A uniform meter rule of mass 100 g is a balanced on a fulcrum at mark 40 cm by
suspending an unknown mass m at the mark 20 cm.
(i) Find the value of m.
(ii) To which side the rule will tilt if the mass m is moved to the mark 10 cm?

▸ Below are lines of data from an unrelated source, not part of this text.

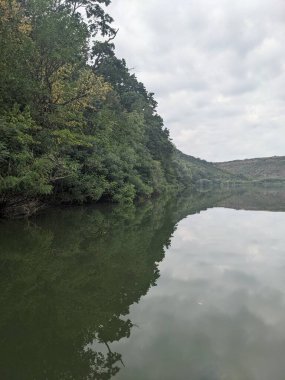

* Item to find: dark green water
[0,190,285,380]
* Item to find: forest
[0,0,233,216]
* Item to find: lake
[0,188,285,380]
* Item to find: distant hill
[175,149,236,184]
[214,157,285,180]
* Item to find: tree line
[0,0,200,217]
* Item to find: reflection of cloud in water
[114,209,285,380]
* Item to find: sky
[109,0,285,161]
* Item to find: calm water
[0,190,285,380]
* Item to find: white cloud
[109,0,285,161]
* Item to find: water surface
[0,189,285,380]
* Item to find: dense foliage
[0,0,177,214]
[0,0,233,214]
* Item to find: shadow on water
[0,189,285,380]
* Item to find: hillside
[175,150,235,185]
[214,157,285,180]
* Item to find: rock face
[214,156,285,180]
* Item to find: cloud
[110,0,285,161]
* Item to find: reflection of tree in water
[0,192,282,380]
[0,196,182,380]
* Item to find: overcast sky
[109,0,285,161]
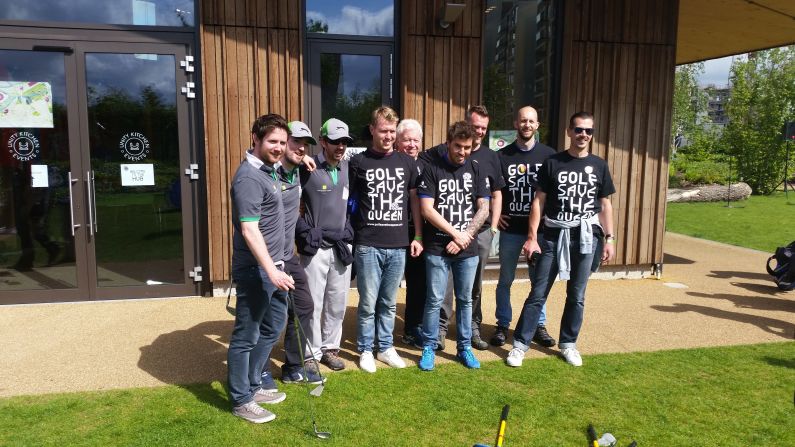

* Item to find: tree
[671,62,707,156]
[723,46,795,194]
[483,64,513,129]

(iii) What is the resultant moment now?
(iv) How can it be balanced by another mass of 50 g?
Answers
Answer:
Therefore, mass 50g will be placed at mark 50cm to balance the rule.
Step-by-step explanation:
(i) Finding the value of m,
The clockwise moment is given by,
⇒M×d1 ….(i)
Where, M is mass of rule i.e. 100g and d1 is the distance of fulcrum from the center of mass of rule.
d1=50cm−40cm=10cm ….(ii)
The anticlockwise moment is given by,
⇒m×d2 ….(iii)
Where, m is an unknown mass and d2is the distance of mass m from the fulcrum.
d2=40cm−20cm=20cm ….(iv)
Now equating the clockwise moment equal to the anticlockwise moment, we get,
From (i) and (iii),
M×d1=m×d2 ….(v)
Putting the values from (ii) and (iv) in (v), we get,
⇒100g×10cm=m×20cm
⇒m=50g
(ii) If the mass m is moved to the mark 10cm, then the balance will shift and the rule will tilt towards mass m.

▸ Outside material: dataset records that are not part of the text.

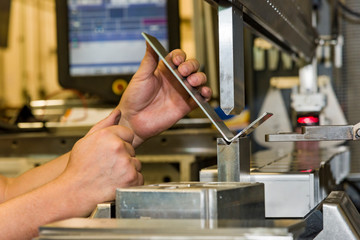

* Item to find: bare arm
[0,111,143,239]
[0,153,69,202]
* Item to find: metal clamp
[265,123,360,142]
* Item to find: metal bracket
[142,33,273,143]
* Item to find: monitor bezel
[56,0,180,103]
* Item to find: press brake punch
[142,33,273,182]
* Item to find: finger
[166,49,186,66]
[86,108,121,135]
[125,142,136,157]
[178,59,200,76]
[109,125,135,144]
[137,172,144,185]
[187,72,207,87]
[198,86,212,101]
[131,157,141,172]
[134,43,159,79]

(iii) The resultant moment when the mass m is moved to the mark 10cm is given by,
⇒m×d=50g×30cm=1500g⋅cm (anticlockwise moment)
Where, d=40cm−10cm=30cm
(iv) To balance the rule by another mass of 50g we must place the new mass to the right of the fulcrum so as to counter the anticlockwise moment with clockwise moment,
Let the mark at which mass 50g will be placed be x,
Hence, clockwise moment is,
⇒1000g⋅cm+50g×(x−40) ….(vi)
And, anticlockwise moment is,
⇒1500g⋅cm ….(vii)
Thus, equating (vi) and (vii) and solving for x, we get,
⇒1000g⋅cm+50g×(x−40)=1500g⋅cm
⇒x=50cm